Bulletin Nr. 24; Mai 1999

Angola und die Schweiz:

Flüchtlinge werden zurückgeschafft – Diamanten bleiben

Obwohl der Bürgerkrieg in Angola wieder voll entflammt ist, werden weiterhin abgewiesene Asylbewerber nach Angola ausgeschafft. Auf der anderen Seite profitieren multinationale Unternehmen in der Schweiz direkt von diesem Krieg. Die ganze Verlogenheit schweizerischer Flüchtlings- und Aussenpolitik wird am Beispiel Angolas offensichtlich. Um die Opfer des Krieges, bei dem hier kräftig mitverdient wird, will man sich nicht kümmern.

«Madam, ich habe Dir nicht viel zu schreiben, ich will einfach, dass du weisst, dass die Polizei gekommen ist und bei mir zu Hause nach mir gesucht hat. Und dann haben sie mich gezwungen meine Sachen zu packen. Im Moment bin ich jetzt in der Kaserne Zürich inhaftiert.
Madam, wie soll ich nach Angola zurück, wo doch dort immer noch Krieg herrscht? Die Leute sterben dort immer noch.
Ich habe mit einem Polizisten gesprochen, er hat mir gesagt, ich solle dir schreiben.

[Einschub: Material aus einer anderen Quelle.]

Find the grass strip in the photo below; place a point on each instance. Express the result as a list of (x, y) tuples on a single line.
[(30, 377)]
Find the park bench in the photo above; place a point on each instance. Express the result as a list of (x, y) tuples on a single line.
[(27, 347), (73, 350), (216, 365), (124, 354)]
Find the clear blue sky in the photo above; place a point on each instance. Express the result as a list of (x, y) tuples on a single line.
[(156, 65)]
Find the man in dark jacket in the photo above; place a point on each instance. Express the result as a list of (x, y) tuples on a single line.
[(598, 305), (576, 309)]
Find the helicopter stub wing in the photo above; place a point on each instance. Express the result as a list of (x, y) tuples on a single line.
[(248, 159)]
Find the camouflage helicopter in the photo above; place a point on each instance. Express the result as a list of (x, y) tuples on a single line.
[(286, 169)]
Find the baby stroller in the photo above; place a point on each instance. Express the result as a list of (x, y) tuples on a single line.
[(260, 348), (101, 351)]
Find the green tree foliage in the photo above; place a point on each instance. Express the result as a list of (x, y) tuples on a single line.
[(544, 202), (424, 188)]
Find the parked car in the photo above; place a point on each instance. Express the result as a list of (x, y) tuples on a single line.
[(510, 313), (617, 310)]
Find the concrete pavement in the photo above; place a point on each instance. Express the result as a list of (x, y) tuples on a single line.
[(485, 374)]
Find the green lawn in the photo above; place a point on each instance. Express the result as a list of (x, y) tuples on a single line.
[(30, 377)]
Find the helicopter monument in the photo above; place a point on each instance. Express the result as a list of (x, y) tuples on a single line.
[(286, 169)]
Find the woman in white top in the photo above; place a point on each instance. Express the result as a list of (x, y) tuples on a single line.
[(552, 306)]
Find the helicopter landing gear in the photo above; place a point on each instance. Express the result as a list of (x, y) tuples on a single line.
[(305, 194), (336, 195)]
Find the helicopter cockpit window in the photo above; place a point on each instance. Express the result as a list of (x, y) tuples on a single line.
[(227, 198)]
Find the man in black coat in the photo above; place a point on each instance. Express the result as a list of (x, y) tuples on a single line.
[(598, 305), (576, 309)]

Madam, ich brauche dich, ich warte darauf dass Du kommst, vielleicht habe ich ja noch eine Chance.
Die Leute sterben in Angola wie die Tiere. Werde ich, wenn ich zurückkehren muss, am Leben bleiben? Ich gebe dir hier eine Telefonnummer aus Frankreich, (...), ruf dort bitte an und sage man soll nach Angola telefonieren und schauen, dass jemand bei meiner Ankunft auf dem Flughafen in Luanda anwesend ist und aufpasst.
«Madam, jemand soll bitte kommen. Angola, das geht nicht. Bitte vergiss nicht nach Frankreich anzurufen...»

Diesen Brief erhielt das augenauf-Mitglied A. am 28. November 1998. Geschrieben wurde der Brief am 25. November vom Angolaner Simon C. im Polizeigefängnis Kaserne. Einen Tag später wurde er nach Angola ausgeschafft und erst am darauffolgenden Tag, am 27. November, hielt man es für nötig, seinen Brief von der Kaserne aus abzuschicken.
Alle Bemühungen von Simon, augenauf vor seiner Ausschaffung zu benachrichtigen, sind also missglückt. Immerhin gelang es ihm, beim Abholen seiner Sachen von seinem früheren Wohnort einigen Leuten mitzuteilen, dass ihm die Polizei verwehrt habe, selbst nach Frankreich zu telefonieren. Er konnte auch mitteilen, dass ihm die Polizei ein Telefongespräch mit A. verboten hat. augenauf hat seit seinem Brief am 28. November nichts mehr von Simon C. gehört.
 
Ausschaffungen trotz Krieg
Gemäss der Sprecherin des Bundesamtes für Flüchtlinge BFF, Vera Britsch, werden nach wie vor «junge, gesunde, kinderlose» Männer nach Angola ausgeschafft. Allerdings seien das nur sehr wenige, wie sie anfügt. augenauf kennt die Namen von sechs Personen, die allein in den letzten drei Monaten ausgeschafft wurden, in einer Zeit, in der alle Beobachter davon sprachen, dass der Friedensprozess zusammengebrochen sei und wieder ein offener Krieg in Angola herrsche.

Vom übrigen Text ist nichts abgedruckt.